Drive Angry, That Old Drive-In Spirit

a Primal Root Written Review

“I could shoot you in the throat and watch you gurgle as I eat my morning grapefruit.” – Jonah King, Drive Angry

I was only recently even made aware of this theatrically released cheese-ball action flick after someone sent me the red band trailer. I saw cars, explosions, fights, tits, guns and Nicolas Cage, a man whose acting prowess I have come to dislike so much and whose choices of acting roles perplex me so that he has become a bit of a cult icon to me. And all of these elements were rolled in to bizarre concoction entitled Drive Angry. And this sucker was going to be in 3D. I was sold.

As I looked intot he film more I realized this flick is a collaboration between the same writer and director who brought us the tons of fun 3D schlock fest, My Blood Valentine 3D, Todd Farmer and Patrick Lussier. Sure, Todd Farmer also wrote Jason X which sucks cocks in Hell and, let’s face it, My Bloody Valentine isn’t much more than the sum of it’s assemblage of cool gore effects…

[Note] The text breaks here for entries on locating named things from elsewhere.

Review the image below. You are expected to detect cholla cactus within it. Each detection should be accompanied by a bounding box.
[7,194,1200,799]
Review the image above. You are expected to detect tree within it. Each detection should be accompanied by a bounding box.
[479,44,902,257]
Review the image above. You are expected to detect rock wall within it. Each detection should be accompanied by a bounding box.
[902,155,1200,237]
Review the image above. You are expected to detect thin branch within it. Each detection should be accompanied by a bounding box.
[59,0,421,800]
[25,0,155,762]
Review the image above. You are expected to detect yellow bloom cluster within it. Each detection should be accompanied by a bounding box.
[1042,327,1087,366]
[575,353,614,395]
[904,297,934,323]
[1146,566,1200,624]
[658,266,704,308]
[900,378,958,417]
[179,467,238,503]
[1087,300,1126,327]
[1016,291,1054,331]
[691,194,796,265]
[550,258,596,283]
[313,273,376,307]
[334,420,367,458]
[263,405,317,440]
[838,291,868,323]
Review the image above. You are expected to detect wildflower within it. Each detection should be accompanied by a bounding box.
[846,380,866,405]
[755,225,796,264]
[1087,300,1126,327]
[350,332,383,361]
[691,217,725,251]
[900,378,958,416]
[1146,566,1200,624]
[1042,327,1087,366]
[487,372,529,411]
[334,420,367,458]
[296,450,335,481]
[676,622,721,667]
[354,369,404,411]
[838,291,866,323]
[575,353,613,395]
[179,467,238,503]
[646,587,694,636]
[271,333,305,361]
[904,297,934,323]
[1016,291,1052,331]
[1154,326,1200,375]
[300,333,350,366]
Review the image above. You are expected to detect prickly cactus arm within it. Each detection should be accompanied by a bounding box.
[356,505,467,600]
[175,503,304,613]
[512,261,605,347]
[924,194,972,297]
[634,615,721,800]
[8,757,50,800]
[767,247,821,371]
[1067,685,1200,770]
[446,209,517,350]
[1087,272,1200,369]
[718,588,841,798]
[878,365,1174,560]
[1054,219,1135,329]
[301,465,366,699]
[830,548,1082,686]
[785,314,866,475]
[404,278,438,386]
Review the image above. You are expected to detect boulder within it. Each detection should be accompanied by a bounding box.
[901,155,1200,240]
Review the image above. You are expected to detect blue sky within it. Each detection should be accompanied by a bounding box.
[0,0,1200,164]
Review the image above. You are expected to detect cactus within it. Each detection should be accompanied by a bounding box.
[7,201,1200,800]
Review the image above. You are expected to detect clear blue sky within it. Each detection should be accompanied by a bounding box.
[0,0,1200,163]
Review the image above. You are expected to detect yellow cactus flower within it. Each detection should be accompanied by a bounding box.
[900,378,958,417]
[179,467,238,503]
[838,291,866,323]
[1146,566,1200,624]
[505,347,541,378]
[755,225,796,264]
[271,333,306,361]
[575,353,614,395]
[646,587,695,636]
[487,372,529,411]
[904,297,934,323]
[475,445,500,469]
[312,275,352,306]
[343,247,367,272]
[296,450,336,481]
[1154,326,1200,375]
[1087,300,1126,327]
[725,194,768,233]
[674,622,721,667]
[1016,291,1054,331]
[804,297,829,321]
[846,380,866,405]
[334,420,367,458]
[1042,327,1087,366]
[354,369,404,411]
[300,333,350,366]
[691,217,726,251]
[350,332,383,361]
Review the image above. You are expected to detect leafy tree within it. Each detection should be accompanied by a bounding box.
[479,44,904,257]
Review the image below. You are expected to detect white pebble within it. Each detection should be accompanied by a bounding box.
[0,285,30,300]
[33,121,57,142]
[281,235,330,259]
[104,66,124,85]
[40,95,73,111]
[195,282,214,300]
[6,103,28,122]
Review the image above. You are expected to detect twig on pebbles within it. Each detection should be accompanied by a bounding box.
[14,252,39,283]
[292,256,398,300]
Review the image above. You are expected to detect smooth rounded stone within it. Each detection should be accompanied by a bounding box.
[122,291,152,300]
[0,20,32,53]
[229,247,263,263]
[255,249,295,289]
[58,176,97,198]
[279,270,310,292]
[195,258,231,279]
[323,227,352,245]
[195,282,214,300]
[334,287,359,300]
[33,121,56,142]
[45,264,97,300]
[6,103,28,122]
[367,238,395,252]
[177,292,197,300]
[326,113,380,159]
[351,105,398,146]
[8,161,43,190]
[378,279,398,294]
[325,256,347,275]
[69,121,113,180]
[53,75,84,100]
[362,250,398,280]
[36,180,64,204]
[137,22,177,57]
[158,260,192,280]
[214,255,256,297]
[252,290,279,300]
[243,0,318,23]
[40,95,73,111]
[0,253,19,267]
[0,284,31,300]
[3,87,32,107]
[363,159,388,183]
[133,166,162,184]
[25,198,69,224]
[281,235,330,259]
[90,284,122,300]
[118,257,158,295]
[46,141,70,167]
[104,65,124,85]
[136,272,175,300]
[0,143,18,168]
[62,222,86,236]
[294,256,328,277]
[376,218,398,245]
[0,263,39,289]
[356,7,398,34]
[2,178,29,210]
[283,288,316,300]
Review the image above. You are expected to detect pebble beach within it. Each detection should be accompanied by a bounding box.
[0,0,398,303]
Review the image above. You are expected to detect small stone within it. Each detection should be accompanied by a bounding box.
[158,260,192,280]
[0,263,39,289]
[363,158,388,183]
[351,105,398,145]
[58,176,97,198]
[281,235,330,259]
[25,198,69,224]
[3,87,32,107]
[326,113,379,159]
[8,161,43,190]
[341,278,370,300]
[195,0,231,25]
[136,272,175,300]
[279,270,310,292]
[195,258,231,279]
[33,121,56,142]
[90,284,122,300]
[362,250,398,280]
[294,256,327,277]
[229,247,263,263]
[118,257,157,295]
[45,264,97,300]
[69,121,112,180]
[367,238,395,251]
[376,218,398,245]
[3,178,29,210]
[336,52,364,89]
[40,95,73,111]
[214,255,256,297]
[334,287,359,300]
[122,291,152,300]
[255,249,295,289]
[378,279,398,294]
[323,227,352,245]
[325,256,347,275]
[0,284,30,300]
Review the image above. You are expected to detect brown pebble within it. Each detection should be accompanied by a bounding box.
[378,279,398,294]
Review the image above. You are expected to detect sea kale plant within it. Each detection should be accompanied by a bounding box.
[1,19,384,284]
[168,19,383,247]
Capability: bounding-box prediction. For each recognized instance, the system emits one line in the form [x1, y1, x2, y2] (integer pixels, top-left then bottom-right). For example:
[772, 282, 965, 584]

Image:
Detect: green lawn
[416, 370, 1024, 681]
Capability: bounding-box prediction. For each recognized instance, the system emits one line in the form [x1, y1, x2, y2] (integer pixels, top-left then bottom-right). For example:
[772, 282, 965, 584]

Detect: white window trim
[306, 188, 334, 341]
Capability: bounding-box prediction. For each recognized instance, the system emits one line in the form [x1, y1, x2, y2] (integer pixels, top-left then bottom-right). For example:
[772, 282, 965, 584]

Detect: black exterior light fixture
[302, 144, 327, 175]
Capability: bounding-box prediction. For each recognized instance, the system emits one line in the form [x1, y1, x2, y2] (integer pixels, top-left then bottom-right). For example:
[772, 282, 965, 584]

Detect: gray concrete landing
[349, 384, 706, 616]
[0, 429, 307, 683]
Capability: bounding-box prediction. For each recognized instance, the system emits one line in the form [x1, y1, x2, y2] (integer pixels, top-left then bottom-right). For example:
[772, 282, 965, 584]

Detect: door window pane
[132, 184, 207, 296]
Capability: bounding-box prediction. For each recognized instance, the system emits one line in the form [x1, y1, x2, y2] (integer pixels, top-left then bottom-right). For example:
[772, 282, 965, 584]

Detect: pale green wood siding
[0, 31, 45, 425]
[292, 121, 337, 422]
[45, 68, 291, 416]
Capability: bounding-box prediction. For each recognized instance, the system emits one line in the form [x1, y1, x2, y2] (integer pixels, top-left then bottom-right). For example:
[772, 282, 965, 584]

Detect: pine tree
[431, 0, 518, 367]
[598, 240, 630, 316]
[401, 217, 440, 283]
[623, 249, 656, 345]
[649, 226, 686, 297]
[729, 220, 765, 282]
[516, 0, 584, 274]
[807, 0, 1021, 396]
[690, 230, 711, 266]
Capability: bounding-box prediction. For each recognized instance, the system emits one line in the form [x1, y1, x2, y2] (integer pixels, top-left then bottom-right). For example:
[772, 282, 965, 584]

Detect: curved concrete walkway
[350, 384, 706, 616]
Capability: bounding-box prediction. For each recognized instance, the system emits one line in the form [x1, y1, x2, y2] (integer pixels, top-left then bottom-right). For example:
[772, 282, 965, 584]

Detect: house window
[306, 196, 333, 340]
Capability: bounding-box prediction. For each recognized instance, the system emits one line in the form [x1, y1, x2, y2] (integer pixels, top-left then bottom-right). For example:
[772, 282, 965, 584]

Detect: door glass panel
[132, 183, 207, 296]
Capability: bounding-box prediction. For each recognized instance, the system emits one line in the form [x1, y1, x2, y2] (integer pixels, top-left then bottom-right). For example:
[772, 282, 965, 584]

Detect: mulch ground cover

But Drive Angry promises something totally different. It’s not a remake or a sequel to a well established horror franchise. This is something else entirely. It’s an original film that works as hellishly fun tip of the hat the the very best of cheap-o 42nd street cinema and late 80’s action extravaganzas. It’s like a Frankenstein monster assembled from still very entertaining and classic parts from favorite cult hits from years gone by. There’s badass fight scenes.greasy spoon diners populated by gross, touchy feely chefs and foul mouthed flirty waitresses. Hardcore Hotrods. Blood drenched shoot outs. A tough as nails chick who knows how to fight like a tigress. A quiet stranger dressed in black that everyone wants dead. Tons of nudity and a fucking brilliant sex shoot out scene that plays like the similar scene from 07;s Shoot ‘Em Up on Jolt Cola.  And even a satanic cult led by a molesty, necrophiliac, baby killing, scumbag sans penis played by Bella’s Dad from the Twilight series.

Someone did not put the bunny back in the box.

Our film is the story of a vengeance seeking father by the name of Milton ( Nic Cage) who has escaped from Hell to avenge the murder of her daughter and save his grand child from the satanic cult who killed her lead by the villainous Jonah King (Billy Burke). He gains the help of a young woman named Piper (Amber Heard) who is a force to reckoned with as illustrated after she finds her fiance fucking a skank in their stink hole apartment. The duo head south to Louisiana where the final showdown awaits, all the while, having to duck the authorities lead by Cap (Tom Atkins, a true Trash Cinema Legend in top form here.) as well as a smooth talking, sharply dressed supernatural force known as The Accountant (played by a scene stealing William Fichtner) who might be one of the coolest anti-heroes in recent memory.

The Accountant: Redefining awesome on a scene by scene basis.

Drive Angry has it all and, man, it’s just so goddamn tasty. It’s jam packed with that old Drive-In spirit fueled by excess and meaning to do nothing more than deliver the goods and entertain it’s audience at any cost. There is something to be admired in a film that enjoys delivering the filthy, blood smeared goods without making fun of itself or those of us who love this type of flick with every faint beat of or twisted black little hearts.  And after all the thought provoking and well made films of the Award season releases,  I have to admit, it’s a load of fun to simply switch the old gray matter on cruise control and take a trip with a guilty pleasure to most like Drive Angry.

As a matter of fact, yes, she knows how to use them.

Trust me, if you enjoy the kind of films that were once readily available as double and triple bills decades earlier when you could enjoy cinema under the stars, this film is something you will eat up like so much buttery, salty concession stand popcorn. Not since Piranha 3D and Machete have I had this kind of fun at the movies.

And yes, the film does give a Special Thanks to Bill Murray and Punxsutawney Phil in the end credits.

I would gladly come back fom Hell for Ms. Amber Heard.